Le film de Lucas Belvaux sur le Front National qui sort le 22 février aurait été déprogrammé à Saint-Cloud sur injonction du maire. Enquête sur les dessous d’une affaire confuse.
Mardi 14 février 2017, 17h00. Les rédactions reçoivent par mail un communiqué cinglant du Pacte, le distributeur de Chez nous. Il y est notifié en substance "qu’à la demande de la mairie de Saint-Cloud (administrée par un élu LR), le cinéma municipal Les 3 Pierrots a décidé de déprogrammer le film Chez Nous de la ville. (…) Le Pacte, qui a pour habitude de programmer des œuvres cinématographiques dans cette même salle, a offert la possibilité au Maire Eric Berdoati de voir le film. Ce dernier a refusé et maintient la déprogrammation."

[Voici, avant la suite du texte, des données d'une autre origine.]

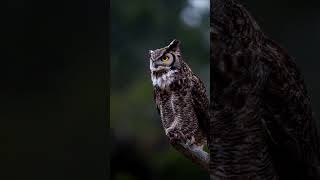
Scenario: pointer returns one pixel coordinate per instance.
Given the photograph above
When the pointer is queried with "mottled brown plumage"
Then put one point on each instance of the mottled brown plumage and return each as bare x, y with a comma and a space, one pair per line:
262, 125
180, 96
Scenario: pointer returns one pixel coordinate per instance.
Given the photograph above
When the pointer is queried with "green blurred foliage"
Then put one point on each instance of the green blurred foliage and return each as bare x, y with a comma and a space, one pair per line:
136, 27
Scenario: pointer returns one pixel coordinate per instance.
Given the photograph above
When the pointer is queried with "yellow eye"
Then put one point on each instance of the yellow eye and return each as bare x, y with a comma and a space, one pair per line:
164, 58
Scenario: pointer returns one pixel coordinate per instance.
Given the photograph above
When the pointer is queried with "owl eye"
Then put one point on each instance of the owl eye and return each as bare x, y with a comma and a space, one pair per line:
164, 58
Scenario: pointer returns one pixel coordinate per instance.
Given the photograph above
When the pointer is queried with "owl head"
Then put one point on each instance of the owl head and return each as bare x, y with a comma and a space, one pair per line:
166, 58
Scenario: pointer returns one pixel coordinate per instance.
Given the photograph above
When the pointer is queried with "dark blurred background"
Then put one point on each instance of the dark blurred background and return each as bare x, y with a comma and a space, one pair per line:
140, 149
295, 25
53, 92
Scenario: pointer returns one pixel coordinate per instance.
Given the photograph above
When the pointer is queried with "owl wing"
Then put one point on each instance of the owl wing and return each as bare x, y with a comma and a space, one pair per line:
200, 103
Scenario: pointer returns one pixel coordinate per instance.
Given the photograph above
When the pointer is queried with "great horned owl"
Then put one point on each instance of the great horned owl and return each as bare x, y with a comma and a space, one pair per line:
262, 125
180, 96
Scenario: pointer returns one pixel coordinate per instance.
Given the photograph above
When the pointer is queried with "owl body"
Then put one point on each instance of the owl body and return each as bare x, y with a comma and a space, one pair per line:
180, 96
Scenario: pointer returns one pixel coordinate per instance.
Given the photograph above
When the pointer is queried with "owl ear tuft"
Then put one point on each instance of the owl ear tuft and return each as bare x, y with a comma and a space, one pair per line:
174, 45
151, 52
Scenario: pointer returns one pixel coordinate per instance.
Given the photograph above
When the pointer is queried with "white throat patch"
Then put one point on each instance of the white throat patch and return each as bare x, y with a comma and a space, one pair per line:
164, 80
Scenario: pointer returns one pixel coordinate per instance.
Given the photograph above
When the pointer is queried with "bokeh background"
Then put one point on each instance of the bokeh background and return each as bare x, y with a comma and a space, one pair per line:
295, 25
140, 149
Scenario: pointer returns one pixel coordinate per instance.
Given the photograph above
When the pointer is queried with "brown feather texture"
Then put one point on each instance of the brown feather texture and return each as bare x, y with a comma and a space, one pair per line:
262, 125
180, 97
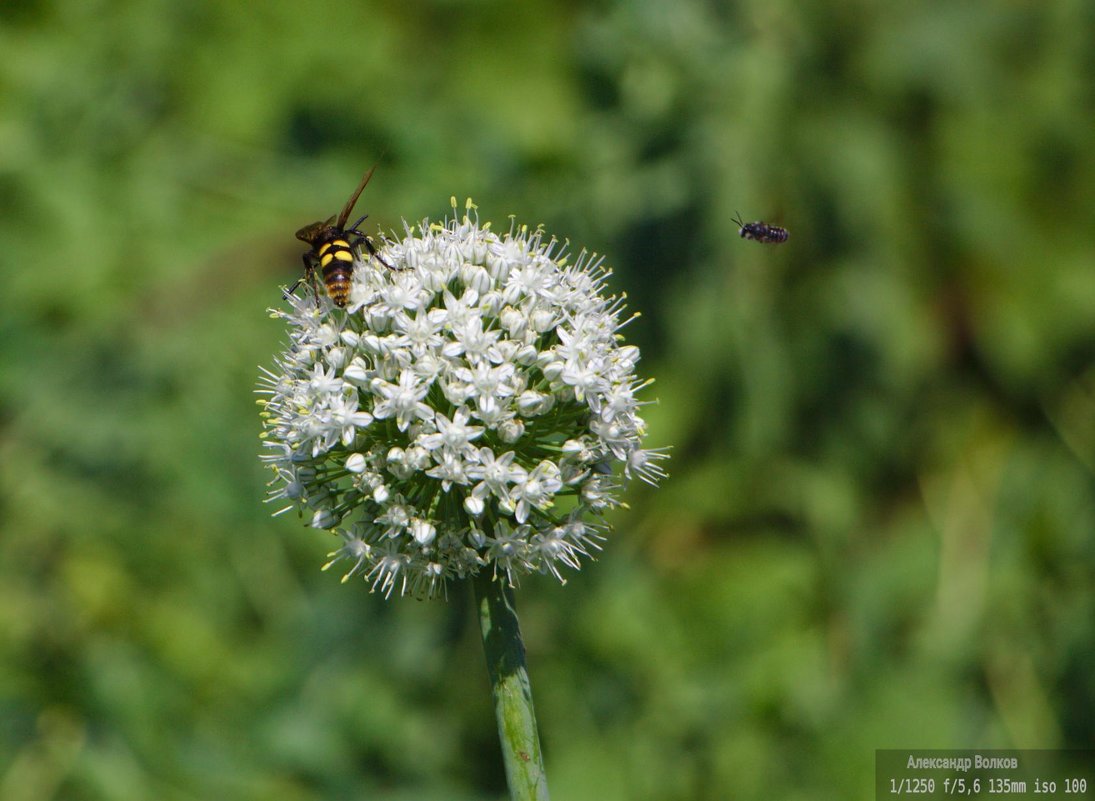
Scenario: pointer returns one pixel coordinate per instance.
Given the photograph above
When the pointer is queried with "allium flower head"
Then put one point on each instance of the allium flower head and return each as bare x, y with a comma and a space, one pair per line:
473, 408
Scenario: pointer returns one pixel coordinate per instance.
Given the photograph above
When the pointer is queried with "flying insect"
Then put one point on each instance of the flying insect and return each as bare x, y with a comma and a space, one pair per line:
761, 232
332, 250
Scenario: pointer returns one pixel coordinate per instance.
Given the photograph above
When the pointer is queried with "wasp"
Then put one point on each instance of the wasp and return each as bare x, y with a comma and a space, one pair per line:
332, 250
761, 232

Quatre heures plus tard, le maire en question se fend à son tour d’un communiqué tout aussi tranchant, qualifiant les propos du Pacte de "tendancieux et erronés". Il ajoute que le film, envisagé un temps par le GPCI (une structure intermédiaire qui, pour simplifier, fait des propositions de programmation à une centaine de salles en France), n’a pas été retenu par Les 3 Pierrots pour des raisons éditoriales. "La programmation art et essai du cinéma Les 3 Pierrots de Saint-Cloud ne relève pas du maire mais de professionnels qui, comme pour n’importe quelle petite salle, opèrent des choix, précise Eric Berdoati. Il est à noter qu’une critique négative du film dans Les Cahiers du Cinéma avait influencé le programmateur dans sa sélection." Voilà pour les faits.

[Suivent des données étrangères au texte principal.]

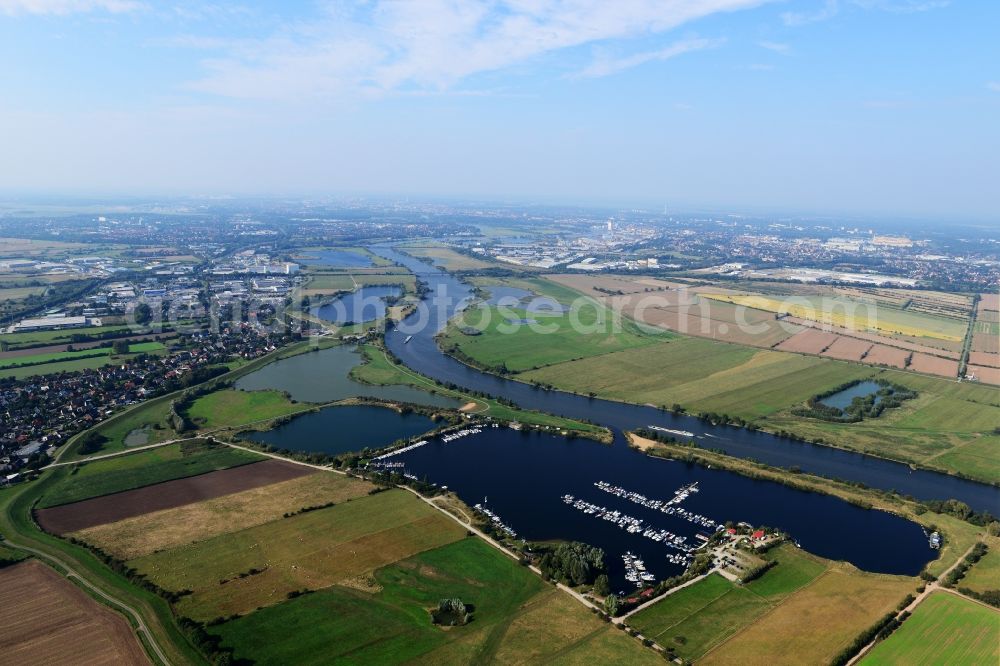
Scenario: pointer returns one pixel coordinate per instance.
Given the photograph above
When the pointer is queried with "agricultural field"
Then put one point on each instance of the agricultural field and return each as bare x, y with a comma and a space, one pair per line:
228, 408
447, 258
944, 629
328, 283
104, 509
165, 463
312, 550
54, 357
516, 618
19, 293
984, 575
143, 424
536, 339
48, 620
702, 375
35, 338
170, 528
948, 426
695, 619
855, 315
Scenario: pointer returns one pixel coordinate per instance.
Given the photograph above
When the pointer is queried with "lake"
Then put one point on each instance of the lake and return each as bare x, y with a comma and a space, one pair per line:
447, 295
336, 430
843, 399
323, 376
358, 307
522, 476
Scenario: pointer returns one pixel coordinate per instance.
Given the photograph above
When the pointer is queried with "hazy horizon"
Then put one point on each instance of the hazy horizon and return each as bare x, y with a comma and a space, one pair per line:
879, 108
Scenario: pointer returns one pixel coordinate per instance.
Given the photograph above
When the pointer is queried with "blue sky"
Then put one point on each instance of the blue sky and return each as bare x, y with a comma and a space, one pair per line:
886, 107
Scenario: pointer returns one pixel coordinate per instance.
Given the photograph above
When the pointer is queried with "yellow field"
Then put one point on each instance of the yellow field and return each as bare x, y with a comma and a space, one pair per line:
308, 551
135, 537
853, 315
815, 623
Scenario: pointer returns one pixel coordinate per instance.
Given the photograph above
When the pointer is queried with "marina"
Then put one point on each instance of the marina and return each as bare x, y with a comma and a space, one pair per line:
671, 431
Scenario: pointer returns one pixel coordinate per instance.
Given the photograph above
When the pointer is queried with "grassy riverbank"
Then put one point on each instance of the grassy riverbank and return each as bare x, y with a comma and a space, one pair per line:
959, 535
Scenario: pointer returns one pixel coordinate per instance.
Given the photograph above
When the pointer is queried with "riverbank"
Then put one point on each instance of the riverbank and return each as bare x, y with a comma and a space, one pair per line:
959, 535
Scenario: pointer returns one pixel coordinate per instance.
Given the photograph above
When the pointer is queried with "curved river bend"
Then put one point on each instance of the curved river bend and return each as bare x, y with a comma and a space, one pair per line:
447, 295
522, 477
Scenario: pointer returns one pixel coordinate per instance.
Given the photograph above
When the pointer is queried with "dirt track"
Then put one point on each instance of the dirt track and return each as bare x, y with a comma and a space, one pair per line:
167, 495
48, 620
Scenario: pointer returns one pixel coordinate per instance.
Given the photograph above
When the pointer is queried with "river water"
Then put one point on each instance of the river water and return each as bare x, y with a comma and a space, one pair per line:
447, 295
523, 476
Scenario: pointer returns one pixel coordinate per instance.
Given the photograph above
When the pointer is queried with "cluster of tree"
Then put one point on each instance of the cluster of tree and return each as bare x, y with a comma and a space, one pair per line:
867, 406
958, 573
206, 643
451, 612
573, 563
307, 509
961, 510
880, 630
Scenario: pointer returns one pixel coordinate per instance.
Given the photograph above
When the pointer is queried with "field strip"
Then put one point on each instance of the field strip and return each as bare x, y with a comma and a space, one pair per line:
772, 607
928, 589
134, 616
472, 528
671, 591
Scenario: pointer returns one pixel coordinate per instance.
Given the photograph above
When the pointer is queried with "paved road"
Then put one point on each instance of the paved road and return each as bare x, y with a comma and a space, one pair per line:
931, 587
140, 624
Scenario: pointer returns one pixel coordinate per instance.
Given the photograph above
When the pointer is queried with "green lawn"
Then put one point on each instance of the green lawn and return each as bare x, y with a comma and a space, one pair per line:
701, 616
518, 340
173, 461
229, 407
39, 359
944, 629
795, 569
378, 371
702, 375
18, 340
985, 574
948, 426
392, 624
311, 550
698, 617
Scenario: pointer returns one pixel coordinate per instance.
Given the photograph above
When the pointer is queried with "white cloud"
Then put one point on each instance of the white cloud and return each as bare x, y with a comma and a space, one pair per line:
832, 7
829, 10
777, 47
384, 45
605, 65
64, 7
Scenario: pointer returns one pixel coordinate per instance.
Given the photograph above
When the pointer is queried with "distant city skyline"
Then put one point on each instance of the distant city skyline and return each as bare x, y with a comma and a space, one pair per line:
882, 107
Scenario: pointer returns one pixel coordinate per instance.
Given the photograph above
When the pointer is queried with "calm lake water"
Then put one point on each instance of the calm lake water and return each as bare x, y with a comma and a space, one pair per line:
364, 305
843, 399
523, 477
322, 376
341, 429
337, 258
447, 295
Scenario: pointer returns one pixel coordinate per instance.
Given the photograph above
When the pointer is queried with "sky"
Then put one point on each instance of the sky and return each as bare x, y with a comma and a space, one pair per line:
881, 107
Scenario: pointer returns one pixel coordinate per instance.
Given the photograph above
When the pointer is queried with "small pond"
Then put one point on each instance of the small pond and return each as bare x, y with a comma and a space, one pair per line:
322, 376
358, 307
843, 399
342, 429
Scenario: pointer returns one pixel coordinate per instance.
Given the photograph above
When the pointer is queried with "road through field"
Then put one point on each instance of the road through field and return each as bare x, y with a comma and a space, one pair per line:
136, 619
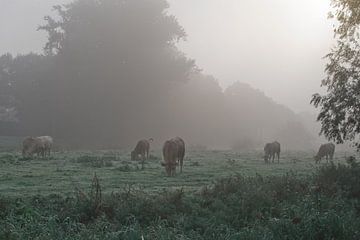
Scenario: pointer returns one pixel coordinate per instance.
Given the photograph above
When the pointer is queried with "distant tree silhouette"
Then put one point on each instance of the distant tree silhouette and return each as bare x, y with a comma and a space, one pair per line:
111, 74
116, 63
340, 106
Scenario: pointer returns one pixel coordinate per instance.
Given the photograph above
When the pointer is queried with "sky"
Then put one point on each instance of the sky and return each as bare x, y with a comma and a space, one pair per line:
277, 46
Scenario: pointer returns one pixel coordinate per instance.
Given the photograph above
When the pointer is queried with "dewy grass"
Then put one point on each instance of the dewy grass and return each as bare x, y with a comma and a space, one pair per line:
238, 207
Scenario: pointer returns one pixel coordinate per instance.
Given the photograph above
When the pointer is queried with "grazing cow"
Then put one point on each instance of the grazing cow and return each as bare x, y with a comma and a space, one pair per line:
272, 149
47, 144
173, 153
142, 148
32, 145
326, 150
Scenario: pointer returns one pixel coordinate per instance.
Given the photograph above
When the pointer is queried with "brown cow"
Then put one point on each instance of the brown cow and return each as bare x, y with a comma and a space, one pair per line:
173, 153
272, 149
326, 150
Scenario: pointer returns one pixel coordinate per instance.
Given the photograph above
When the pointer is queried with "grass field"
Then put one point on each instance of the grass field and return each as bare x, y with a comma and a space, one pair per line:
64, 172
220, 195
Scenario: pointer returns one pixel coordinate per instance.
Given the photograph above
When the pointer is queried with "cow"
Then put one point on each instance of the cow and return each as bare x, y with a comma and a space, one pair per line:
47, 144
270, 150
326, 150
173, 154
31, 146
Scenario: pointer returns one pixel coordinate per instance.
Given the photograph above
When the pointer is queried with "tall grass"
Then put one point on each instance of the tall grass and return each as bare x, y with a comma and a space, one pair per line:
325, 206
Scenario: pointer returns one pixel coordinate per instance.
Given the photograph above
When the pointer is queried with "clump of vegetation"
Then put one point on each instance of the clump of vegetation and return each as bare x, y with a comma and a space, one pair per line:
125, 168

Chez Nous n’est pas le brûlot anti FN annoncé
Saint-Cloud résiste
24 heures plus tard, les esprits sont toujours échauffés. Pierre Jacquemont, directeur des 3 Pierrots, le cinéma-théâtre de Saint-Cloud, évoque à Première un "buzz totalement artificiel autour d’un long métrage moyen, qui tient plus du téléfilm que du film d’auteur" -ce qui semblerait accréditer la thèse de la décision purement éditoriale. Mais ce qui irrite au plus haut point Pierre Jacquemond concerne la terminologie employée par Le Pacte. "Parler de 'déprogrammation' sous-entendrait que le film a été programmé, annoncé et retiré. C’est un mensonge éhonté puisqu’il n’a jamais été retenu !", s’énerve le directeur du cinéma, qui compte deux salles et doit faire face à une avalanche de sorties.

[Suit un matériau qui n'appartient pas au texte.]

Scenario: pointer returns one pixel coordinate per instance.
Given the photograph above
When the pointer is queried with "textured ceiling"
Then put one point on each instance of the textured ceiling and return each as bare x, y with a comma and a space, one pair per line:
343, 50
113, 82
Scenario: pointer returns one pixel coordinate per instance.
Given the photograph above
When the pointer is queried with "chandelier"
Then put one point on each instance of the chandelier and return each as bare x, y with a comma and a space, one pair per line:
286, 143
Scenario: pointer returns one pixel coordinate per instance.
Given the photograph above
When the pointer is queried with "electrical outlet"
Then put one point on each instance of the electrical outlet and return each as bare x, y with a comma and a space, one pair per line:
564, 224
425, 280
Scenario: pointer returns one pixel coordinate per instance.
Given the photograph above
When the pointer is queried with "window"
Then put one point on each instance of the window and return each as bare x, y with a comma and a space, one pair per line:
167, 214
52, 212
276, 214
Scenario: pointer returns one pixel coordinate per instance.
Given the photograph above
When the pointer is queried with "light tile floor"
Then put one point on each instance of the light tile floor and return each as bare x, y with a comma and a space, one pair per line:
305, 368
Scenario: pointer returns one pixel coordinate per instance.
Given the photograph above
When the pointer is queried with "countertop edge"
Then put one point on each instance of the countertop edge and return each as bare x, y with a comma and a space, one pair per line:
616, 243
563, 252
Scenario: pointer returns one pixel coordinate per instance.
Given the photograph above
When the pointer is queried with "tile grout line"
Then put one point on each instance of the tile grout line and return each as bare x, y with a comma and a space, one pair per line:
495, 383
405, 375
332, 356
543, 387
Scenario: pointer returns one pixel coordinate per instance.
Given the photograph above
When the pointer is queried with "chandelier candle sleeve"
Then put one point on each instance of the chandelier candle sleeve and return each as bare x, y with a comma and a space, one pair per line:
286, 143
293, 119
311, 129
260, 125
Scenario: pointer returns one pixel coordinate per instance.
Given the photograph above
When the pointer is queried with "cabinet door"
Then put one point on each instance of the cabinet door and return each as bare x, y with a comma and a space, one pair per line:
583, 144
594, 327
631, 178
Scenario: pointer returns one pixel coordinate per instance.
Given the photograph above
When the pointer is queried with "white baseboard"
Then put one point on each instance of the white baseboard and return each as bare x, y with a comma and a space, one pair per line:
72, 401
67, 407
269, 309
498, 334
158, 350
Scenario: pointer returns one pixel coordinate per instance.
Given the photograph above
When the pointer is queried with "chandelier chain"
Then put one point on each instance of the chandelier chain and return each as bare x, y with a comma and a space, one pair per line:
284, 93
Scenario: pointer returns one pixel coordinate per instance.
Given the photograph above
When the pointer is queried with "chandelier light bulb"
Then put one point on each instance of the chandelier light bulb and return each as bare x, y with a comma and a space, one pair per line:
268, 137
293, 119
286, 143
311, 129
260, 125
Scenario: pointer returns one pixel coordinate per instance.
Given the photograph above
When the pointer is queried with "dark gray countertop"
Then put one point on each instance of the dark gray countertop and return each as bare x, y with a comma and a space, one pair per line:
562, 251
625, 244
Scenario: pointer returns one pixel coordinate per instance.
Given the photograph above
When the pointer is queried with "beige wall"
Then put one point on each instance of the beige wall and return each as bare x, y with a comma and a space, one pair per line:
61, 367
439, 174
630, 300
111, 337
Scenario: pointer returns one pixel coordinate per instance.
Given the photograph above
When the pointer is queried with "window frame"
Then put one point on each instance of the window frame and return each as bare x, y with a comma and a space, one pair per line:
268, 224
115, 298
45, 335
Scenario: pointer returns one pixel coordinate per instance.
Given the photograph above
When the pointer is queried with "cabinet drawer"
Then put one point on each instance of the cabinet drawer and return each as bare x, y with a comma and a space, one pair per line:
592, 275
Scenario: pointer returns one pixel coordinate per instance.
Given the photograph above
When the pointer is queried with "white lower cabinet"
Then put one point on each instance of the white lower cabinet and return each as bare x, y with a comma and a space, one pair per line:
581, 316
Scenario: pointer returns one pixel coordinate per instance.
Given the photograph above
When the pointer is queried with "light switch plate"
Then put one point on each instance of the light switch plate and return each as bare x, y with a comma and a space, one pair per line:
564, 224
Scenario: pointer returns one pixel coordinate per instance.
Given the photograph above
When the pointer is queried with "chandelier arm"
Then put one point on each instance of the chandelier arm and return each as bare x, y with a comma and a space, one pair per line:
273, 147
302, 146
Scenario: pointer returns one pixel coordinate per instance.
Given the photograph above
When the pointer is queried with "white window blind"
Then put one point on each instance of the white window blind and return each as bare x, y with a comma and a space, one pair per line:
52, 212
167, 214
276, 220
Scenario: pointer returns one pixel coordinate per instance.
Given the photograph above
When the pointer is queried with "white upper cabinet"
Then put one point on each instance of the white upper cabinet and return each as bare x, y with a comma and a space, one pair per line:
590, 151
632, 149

"Pour la semaine du 22 février, la programmation s’est portée sur Split, à destination d’un large public", affirme le GPCI dans un communiqué. "Lion, pourtant plusieurs fois nommé aux Oscars, n’est programmé que la semaine suivante." Et Pierre Jacquemond de se faire l’avocat de son cinéma-théâtre –et de la ville : "En douze ans, aucun film ou spectacle n’a été interdit ni retiré. Nous avons programmé Merci patron ! et Moi, Daniel Blake (distribué par… Le Pacte, ndlr), des films très engagés. Des artistes tels que Stéphane Guillon et Guy Bedos, pas franchement à droite, se sont produits ici sans problème. Le Pacte veut se faire un coup de pub sur notre dos, c’est pitoyable."
Le Pacte contre-attaque
Instigateur de la polémique, Jean Labadie, patron du Pacte, reste campé sur ses positions malgré les dénégations du GPCI, de la Mairie et des 3 Pierrots. "Chez nous, j’insiste, a été tout à fait programmé en amont par Les 3 Pierrots, ce qui est bien naturel puisque Le Pacte doit être le deuxième ou le troisième fournisseur de la salle qui passe environ 90% de nos films sur l’année. Quand nous avons appris sa déprogrammation, on a fait notre boulot et on appelé le GPCI pour avoir une explication. La personne qu’on a eu au bout du fil nous a formellement dit que la Mairie ne voulait pas du film. On n’invente pas un truc pareil. On a même été jusqu’à demander au GPCI de faire passer au maire LR un extrait d’un discours de Xavier Bertrand incitant à diffuser Chez Nous le plus possible".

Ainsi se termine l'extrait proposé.